MadeinAmerica, welcome to the forum, and sorry it took so long for me to read this thread. Make sure to bring your original marriage certificate when traveling.


----------



## chazFricke (12 mo ago)

M.C.A. said:


> He also claims Dumaguete is a great place to retire.
> 
> Make sure to bring your original marriage certificate when traveling.


So, does any of this apply to a dual-citizen Filipina? My wife and I want to do a bit of international travel once we retire there next year, just curious as to what kind of hassles we're in for.

Also M.C.A, why the emoji after the Dumaguete line? We're initially settling back on Cebu, but also have a place in Bacong and were planning on ending up there eventually.
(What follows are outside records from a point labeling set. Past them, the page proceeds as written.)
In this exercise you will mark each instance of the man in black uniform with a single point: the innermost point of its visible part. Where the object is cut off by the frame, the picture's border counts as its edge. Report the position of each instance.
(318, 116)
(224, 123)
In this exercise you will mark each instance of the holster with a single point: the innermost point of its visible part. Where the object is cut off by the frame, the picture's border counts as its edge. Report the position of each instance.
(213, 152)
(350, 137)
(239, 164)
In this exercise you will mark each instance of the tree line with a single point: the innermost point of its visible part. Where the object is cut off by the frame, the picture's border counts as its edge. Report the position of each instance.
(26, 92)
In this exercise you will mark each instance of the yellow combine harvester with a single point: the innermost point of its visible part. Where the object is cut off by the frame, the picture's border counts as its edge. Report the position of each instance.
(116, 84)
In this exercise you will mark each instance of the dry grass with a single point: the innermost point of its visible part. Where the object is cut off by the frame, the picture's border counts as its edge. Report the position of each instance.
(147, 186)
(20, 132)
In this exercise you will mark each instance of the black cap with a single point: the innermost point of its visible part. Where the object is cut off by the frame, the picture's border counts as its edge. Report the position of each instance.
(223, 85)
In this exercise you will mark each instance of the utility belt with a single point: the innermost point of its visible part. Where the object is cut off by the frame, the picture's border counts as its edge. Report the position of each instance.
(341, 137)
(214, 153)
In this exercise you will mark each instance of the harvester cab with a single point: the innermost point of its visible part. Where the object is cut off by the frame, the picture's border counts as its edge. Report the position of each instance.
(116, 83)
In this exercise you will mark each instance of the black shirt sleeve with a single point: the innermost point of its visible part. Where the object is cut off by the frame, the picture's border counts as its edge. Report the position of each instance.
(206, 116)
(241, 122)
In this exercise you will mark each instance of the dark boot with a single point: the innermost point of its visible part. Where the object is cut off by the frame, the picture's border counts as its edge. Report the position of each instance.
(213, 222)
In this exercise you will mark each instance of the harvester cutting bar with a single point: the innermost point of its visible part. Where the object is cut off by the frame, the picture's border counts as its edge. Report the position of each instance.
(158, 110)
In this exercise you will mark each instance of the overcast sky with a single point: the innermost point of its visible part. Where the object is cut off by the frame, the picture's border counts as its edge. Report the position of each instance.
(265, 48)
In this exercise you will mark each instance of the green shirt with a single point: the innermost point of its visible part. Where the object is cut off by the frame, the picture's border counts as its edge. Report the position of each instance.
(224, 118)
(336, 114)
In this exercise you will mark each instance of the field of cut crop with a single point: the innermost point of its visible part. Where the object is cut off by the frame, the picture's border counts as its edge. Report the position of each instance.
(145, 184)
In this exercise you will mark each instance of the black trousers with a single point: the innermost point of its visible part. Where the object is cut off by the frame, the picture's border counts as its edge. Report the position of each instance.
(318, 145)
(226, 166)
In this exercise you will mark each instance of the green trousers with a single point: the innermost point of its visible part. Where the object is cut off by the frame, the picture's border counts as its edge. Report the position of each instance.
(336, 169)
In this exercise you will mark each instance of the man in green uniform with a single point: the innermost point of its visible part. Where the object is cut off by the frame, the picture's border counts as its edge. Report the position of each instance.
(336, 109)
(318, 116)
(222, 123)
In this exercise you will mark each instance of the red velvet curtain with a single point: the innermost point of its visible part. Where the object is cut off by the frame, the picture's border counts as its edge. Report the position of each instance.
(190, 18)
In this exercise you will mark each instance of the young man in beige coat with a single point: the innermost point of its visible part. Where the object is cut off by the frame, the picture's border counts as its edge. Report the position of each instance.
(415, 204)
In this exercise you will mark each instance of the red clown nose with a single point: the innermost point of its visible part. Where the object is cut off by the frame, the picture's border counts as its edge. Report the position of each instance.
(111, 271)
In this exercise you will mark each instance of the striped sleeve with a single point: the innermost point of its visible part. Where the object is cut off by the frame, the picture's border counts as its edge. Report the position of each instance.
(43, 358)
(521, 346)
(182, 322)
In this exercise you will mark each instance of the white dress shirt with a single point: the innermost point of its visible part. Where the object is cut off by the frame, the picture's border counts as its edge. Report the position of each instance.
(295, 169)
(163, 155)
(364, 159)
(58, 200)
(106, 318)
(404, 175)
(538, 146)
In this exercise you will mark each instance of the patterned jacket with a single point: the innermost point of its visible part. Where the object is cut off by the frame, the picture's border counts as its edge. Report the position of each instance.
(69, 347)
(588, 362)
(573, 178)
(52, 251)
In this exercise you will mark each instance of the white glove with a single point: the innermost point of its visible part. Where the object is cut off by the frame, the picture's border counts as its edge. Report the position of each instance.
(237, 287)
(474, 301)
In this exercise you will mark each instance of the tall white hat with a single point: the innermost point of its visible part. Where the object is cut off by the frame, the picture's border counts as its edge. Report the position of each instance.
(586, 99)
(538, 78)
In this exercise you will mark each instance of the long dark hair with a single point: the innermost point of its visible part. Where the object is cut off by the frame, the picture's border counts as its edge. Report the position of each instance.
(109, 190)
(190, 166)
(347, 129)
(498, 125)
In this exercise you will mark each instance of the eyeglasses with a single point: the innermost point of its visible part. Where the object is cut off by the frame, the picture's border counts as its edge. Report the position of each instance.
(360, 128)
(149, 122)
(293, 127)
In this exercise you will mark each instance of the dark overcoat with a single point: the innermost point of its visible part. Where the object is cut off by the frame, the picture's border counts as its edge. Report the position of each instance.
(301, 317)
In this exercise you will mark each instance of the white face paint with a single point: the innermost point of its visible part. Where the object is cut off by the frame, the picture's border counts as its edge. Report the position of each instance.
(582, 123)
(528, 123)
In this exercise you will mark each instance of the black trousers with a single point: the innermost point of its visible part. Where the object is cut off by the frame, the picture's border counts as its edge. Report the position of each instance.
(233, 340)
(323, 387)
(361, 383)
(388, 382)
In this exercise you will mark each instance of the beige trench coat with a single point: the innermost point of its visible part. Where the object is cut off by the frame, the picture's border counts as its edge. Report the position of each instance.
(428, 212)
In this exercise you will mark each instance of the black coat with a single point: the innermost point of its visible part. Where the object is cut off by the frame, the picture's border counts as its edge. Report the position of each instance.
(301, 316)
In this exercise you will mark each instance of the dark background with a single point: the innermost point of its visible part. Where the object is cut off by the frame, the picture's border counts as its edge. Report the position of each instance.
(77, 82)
I've only lived on Luzon and Cebu, so I don't know much about N3gros Oriental, but the vloggers and some relatives speak highly of it. Any pitfalls I should be aware of versus Cebu?


----------



## Gary D (Oct 28, 2013)

chazFricke said:


> So, does any of this apply to a dual-citizen Filipina? My wife and I want to do a bit of international travel once we retire there next year, just curious as to what kind of hassles we're in for.
> 
> Also M.C.A, why the emoji after the Dumaguete line? We're initially settling back on Cebu, but also have a place in Bacong and were planning on ending up there eventually. I've only lived on Luzon and Cebu, so I don't know much about N3gros Oriental, but the vloggers and somre relatives speak highly of it. Any pitfalls I should be aware of versus Cebu?


My wife is from the Dumaguete area and 25 years ago I would have been more than happy to retire there. Now the city itself is choked with traffic, too many expats so it's sort of a bit seedy now. N3gros is a big island but has a small island feel, there are only a couple of roads across the island so to get anywhere you you end up forever driving around the outside edge. There's a couple of small malls there now but anything big ticket is still a trip to Cebu.


----------



## Gary D (Oct 28, 2013)

Regarding international travel I'd tend to use her foreign passport, especially if you are using tbe balikbayan privilege. And alway carry a copy of you marriage certificate.


----------